Migrate PostgreSQL Table to Elasticsearch

This article demonstrates how to migrate a PostgresSQL table to Elasticsearch using a compound index to ensure uniqueness. Examples are in Python, Golang, NodeJS, Java and C#.

Note that you will need to replace the PostgreSQL connection parameters and Elasticsearch parameters with your own. Also, make sure to install the necessary dependencies before running each script.

Python – Elasticsearch library

Python script that queries a PostgreSQL database called accounts and its table payments, retrieves the data and creates an Elasticsearch index with the data. The Elasticsearch index is created with the id and payment_name fields as a compound index and uses the elasticsearch library.

Note that you will need to replace the PostgreSQL connection parameters and Elasticsearch parameters with your own. Also, make sure to install the psycopg2 and elasticsearch Python packages before running this script.

from elasticsearch import Elasticsearch
import psycopg2

# Connect to PostgreSQL
conn = psycopg2.connect(
    dbname="accounts",
    user="postgres",
    host="localhost",
    password="your_password"
)
cur = conn.cursor()

# Query the payments table
cur.execute("SELECT id, payment_name, payment_info FROM payments")
rows = cur.fetchall()

# Connect to Elasticsearch
es = Elasticsearch()

# Create Elasticsearch index
for row in rows:
    es.index(
        index="payments-index",
        id=row[0],
        body={
            "id": row[0],
            "payment_name": row[1],
            "payment_info": row[2]
        }
    )

# Create compound Elasticsearch index
es.indices.create(index='payments-compound-index', body={
    'mappings': {
        'properties': {
            'id': {'type': 'keyword'},
            'payment_name': {'type': 'text'}
        }
    }
})

# Re-index the data with the compound index
es.reindex(
    body={
        "source": {
            "index": "payments-index"
        },
        "dest": {
            "index": "payments-compound-index"
        },
        "script": {
            "source": "ctx._source.remove('payment_info')"
        }
    }
)

# Close PostgreSQL connection
cur.close()
conn.close()

Python – Built-in libraries

This is the same script using only Python built-in libraries. Note that this script assumes that the PostgreSQL server is running on the same machine as the script and listening on the default port, and that the Elasticsearch server is running on the same machine and listening on port 9200. You will need to replace the connection parameters with your own as necessary.

import json
import socket
import sys

import psycopg2


def create_payments_index(cur, es):
    cur.execute("SELECT id, payment_name, payment_info FROM payments")
    rows = cur.fetchall()
    for row in rows:
        payment = {"id": row[0], "payment_name": row[1], "payment_info": row[2]}
        es.index("payments-index", payment, id=row[0])
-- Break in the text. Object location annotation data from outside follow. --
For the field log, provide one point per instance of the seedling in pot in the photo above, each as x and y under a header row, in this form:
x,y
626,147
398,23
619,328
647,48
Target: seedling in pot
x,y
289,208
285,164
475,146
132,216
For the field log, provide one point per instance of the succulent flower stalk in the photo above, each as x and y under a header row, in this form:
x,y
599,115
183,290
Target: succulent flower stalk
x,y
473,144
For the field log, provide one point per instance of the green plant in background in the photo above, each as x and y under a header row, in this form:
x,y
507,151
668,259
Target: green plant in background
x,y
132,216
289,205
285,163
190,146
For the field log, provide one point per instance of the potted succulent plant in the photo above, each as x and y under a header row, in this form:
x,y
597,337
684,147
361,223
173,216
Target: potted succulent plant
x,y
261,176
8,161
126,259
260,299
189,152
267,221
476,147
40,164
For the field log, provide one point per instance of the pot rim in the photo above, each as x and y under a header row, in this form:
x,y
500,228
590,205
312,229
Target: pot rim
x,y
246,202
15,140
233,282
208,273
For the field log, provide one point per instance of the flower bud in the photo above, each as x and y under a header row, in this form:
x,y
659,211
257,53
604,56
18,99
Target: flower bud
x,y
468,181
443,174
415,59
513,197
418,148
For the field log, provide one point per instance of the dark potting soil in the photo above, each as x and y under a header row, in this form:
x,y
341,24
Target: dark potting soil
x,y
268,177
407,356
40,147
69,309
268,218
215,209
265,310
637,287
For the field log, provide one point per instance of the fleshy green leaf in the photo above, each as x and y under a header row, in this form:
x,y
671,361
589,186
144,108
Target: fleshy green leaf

def create_compound_index(es):
    index_mapping = {
        "mappings": {
            "properties": {
                "id": {"type": "keyword"},
                "payment_name": {"type": "text"},
            }
        }
    }
    es.indices.create(index="payments-compound-index", body=index_mapping)


def reindex_data(es):
    reindexing_query = {
        "source": {"index": "payments-index"},
        "dest": {"index": "payments-compound-index"},
        "script": {"source": "ctx._source.remove('payment_info')"},
    }
    reindexing_response = es.reindex(reindexing_query)
    if reindexing_response.get("failures"):
        raise Exception("Error reindexing data")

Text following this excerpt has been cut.